Paige Parsons, CBC, September 12, 2022
Justice Minister Tyler Shandro has asked Alberta Human Rights Commission chief Collin May to resign, responding to concerns raised by more than two dozen Muslim organizations.
In July, May came under fire following the resurfacing of a 2009 book review he wrote that critics say highlighted Islamophobic ideas.
In response, May said in a statement he was committed to meeting with Alberta’s Muslim community “to learn more about their lived experiences in Alberta and to work towards overcoming discrimination against the Islamic community.”

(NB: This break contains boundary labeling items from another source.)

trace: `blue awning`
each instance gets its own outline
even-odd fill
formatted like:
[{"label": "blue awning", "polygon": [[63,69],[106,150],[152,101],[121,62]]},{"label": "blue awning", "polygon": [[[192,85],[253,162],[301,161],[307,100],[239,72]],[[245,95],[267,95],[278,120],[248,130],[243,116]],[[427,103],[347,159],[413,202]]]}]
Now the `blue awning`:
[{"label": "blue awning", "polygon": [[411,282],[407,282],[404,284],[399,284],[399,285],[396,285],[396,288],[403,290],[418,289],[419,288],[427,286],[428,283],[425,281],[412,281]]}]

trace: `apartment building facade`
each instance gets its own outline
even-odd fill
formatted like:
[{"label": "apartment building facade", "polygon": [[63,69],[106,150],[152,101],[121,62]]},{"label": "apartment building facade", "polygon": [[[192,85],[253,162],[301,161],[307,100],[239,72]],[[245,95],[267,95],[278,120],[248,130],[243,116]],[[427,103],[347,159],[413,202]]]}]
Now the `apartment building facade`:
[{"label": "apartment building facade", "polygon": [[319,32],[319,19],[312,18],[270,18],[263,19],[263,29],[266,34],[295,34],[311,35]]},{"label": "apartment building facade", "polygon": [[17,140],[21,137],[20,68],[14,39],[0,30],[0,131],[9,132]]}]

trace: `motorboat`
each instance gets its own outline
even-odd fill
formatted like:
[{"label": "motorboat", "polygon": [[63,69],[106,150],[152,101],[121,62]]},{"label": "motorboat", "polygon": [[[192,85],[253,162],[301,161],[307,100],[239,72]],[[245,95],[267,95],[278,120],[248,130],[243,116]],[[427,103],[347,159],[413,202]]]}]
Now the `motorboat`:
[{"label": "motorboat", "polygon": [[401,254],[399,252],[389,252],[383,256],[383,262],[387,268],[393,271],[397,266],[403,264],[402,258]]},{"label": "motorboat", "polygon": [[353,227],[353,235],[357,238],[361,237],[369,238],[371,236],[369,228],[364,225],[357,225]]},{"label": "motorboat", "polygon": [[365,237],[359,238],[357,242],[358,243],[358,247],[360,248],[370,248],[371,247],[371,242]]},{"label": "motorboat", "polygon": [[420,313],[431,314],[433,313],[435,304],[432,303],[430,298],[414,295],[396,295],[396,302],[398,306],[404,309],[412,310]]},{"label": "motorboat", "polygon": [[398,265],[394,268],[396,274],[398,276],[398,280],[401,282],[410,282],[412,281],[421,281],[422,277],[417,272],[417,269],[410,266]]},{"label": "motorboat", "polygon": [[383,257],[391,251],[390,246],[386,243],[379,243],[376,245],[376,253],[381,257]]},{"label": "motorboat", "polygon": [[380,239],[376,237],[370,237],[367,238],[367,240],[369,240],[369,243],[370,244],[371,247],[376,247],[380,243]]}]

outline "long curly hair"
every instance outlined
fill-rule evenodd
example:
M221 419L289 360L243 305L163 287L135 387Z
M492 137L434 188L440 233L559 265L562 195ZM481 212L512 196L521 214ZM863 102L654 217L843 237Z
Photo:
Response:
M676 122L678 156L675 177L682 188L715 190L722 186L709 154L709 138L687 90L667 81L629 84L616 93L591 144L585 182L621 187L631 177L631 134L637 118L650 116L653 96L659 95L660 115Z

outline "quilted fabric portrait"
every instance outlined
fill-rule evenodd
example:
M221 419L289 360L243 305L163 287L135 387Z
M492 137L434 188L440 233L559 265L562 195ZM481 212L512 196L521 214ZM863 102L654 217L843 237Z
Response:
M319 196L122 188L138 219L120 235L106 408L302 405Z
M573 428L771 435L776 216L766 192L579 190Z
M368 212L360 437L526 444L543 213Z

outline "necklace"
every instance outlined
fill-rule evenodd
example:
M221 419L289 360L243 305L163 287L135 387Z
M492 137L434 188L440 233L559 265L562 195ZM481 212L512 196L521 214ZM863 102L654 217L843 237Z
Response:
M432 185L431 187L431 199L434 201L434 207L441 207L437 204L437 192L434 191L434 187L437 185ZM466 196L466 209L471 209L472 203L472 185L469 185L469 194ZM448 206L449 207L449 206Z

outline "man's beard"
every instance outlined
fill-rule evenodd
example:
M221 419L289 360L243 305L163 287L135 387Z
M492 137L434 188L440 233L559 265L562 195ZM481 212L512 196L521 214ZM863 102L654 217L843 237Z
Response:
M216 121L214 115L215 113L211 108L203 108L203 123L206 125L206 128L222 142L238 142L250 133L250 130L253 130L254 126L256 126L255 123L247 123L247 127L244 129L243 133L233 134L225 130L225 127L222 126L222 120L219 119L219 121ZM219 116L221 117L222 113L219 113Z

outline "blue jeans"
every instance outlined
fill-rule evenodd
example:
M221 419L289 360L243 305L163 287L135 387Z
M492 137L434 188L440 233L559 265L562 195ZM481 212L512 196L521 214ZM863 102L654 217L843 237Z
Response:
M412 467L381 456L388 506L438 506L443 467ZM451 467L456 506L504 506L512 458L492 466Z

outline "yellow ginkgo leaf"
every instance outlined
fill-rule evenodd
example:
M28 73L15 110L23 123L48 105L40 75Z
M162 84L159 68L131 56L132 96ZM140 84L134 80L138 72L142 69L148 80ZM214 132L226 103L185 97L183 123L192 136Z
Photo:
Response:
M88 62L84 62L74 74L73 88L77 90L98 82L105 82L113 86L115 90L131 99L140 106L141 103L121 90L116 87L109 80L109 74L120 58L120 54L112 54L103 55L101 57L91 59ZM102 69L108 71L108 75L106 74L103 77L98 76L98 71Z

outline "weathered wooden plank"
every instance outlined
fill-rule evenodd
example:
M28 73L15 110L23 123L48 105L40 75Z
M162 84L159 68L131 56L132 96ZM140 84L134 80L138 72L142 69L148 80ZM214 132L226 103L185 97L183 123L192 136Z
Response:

However, an open letter signed by 28 Alberta-based Muslim organizations published Monday alleges that May has failed to meet with Muslim leaders.
“In a time where brazen attacks on Muslims in Alberta have been growing, specifically targeting Black Muslim women wearing hijab, Mr. May’s decision to threaten to sue his critics, while simultaneously suggesting outreach with Alberta’s Muslim communities, have been extraordinary and shocking,” the letter states.
May, a Calgary lawyer, began his new five-year role as chief in July after serving on the commission since 2019.
Shortly after, he was criticized for a review of Israeli-British historian Efraim Karsh’s Islamic Imperialism: A History.
In the review, May highlighted Karsh’s Islamophobic position that Islam is inherently militaristic.
“[Karsh] defies the multicultural illusion regarding pacific Islam and goes to the heart of the matter. Islam is not a peaceful religion misused by radicals. Rather, it is one of the most militaristic religions known to man, and it is precisely this militaristic heritage that informs the actions of radicals throughout the Muslim world,” May wrote in his 2009 review.